Sturm Foods, a dry grocery manufacturer, has improved its inventory accuracy levels to 98.5% while reducing the cost of labor by more than 50%, thanks to its adoption of a warehouse management system. In addition, the company has cut damage costs by 20% and eliminated the need for a year-end physical inventory.

Sturm Foods started as a dairy farm operation in 1905, providing eggs and dairy products to friends and family in Manawa, Wis., located just outside of Green Bay. The company entered the private label distribution market in the 1970s and grew into a global dry grocery manufacturer for both the retail and foodservice industries, producing healthy drink mixes, instant cereals and a line of organic foods. With a customer base of large retail chains, each with specific order requirements, Sturm Foods implemented solutions within the Manhattan SCOPE supply chain portfolio from Manhattan Associates to optimize supply chain processes in five of its distribution centers, all located in Manawa.
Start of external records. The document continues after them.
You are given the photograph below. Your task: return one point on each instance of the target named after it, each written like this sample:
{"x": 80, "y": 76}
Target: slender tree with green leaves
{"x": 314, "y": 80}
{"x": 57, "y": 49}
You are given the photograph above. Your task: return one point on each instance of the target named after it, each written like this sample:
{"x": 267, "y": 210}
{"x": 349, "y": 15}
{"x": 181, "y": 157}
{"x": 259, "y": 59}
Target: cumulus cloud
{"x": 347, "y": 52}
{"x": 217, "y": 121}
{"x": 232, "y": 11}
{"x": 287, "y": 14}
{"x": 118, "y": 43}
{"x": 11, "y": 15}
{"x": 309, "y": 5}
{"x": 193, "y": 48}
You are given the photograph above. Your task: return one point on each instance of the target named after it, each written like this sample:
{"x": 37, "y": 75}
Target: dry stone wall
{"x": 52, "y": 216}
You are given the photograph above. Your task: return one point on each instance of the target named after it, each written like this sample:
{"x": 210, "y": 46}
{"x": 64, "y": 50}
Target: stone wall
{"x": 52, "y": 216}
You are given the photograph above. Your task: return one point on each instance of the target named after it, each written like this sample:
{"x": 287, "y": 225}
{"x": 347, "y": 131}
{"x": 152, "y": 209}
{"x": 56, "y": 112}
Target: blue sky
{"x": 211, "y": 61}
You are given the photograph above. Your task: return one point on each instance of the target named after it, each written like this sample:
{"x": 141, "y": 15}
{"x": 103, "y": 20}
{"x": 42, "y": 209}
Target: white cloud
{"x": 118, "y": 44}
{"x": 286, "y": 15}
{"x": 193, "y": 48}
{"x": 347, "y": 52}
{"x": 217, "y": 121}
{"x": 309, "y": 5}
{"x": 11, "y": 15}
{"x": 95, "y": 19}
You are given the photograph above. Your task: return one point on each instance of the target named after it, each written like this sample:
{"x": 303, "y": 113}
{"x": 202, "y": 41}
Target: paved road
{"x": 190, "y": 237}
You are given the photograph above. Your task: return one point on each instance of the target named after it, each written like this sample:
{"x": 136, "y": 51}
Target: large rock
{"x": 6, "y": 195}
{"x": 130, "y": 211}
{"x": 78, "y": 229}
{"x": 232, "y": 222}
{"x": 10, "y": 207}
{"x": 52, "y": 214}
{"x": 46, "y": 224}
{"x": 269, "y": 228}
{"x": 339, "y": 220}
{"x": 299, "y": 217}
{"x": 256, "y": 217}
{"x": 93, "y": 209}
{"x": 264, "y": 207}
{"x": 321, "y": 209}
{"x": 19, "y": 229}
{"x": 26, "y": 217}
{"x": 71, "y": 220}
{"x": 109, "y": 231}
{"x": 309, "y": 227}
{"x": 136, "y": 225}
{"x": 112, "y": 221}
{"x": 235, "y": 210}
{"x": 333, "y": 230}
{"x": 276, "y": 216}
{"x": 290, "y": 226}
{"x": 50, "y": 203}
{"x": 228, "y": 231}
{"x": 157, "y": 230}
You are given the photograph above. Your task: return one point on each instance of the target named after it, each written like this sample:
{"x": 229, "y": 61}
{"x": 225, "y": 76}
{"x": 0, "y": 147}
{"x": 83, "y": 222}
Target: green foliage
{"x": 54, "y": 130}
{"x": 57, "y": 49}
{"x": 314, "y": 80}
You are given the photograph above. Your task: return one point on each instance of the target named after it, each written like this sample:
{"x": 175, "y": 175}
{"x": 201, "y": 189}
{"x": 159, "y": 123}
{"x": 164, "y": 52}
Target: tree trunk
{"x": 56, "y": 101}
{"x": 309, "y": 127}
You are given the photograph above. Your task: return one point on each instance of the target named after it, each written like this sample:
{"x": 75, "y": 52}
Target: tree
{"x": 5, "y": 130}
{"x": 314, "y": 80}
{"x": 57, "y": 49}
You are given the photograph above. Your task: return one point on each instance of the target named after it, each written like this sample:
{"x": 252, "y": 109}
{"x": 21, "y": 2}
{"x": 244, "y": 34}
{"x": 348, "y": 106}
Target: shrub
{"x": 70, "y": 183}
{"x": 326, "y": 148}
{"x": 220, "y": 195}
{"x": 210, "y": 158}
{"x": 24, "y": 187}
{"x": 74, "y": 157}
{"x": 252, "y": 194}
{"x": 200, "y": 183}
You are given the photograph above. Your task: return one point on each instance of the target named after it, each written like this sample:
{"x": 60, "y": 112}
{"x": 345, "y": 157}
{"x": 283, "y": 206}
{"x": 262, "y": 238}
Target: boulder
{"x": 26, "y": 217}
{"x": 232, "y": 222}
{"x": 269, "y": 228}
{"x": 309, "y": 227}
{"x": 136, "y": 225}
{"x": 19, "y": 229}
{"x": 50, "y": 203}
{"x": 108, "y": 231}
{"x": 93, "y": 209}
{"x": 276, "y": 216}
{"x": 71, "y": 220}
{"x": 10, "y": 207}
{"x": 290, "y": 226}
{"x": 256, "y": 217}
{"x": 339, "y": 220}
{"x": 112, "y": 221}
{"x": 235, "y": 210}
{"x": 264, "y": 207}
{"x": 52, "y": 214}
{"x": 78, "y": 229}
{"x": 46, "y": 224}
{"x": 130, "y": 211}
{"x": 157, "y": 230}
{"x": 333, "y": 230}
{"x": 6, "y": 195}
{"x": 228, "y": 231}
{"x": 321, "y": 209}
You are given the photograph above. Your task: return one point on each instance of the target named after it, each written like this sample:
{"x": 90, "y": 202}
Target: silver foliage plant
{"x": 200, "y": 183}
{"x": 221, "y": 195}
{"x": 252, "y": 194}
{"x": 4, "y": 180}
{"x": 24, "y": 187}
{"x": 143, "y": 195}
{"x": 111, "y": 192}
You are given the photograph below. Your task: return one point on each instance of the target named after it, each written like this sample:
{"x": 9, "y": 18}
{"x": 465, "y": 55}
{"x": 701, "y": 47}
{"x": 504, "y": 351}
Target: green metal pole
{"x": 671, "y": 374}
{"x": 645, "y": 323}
"Our five distribution centers required one viewpoint that tied our inventory together," says Glen Bunnell, manager, information technology, Sturm Foods. "Before we partnered with Manhattan Associates, we couldn't really gauge our accuracy rate, which was a critical factor as we continued to grow and service some of the biggest retailers in the world."

Sturm Foods implemented Manhattan's Warehouse Management solution from the Manhattan SCOPE Distribution Management product suite and quickly realized improved inventory capabilities.

"It's like the perfect dance—you can watch the people move fluidly from task to task, and it's all forward motion. There's purpose in their actions and they are all in step," continued Bunnell. "The benefits we've gained with case picking, functionality on our warehouse floor, and system directed tasking have been vital to our manufacturing and distribution processes." According to Bunnell, the WMS paid for itself in eight months.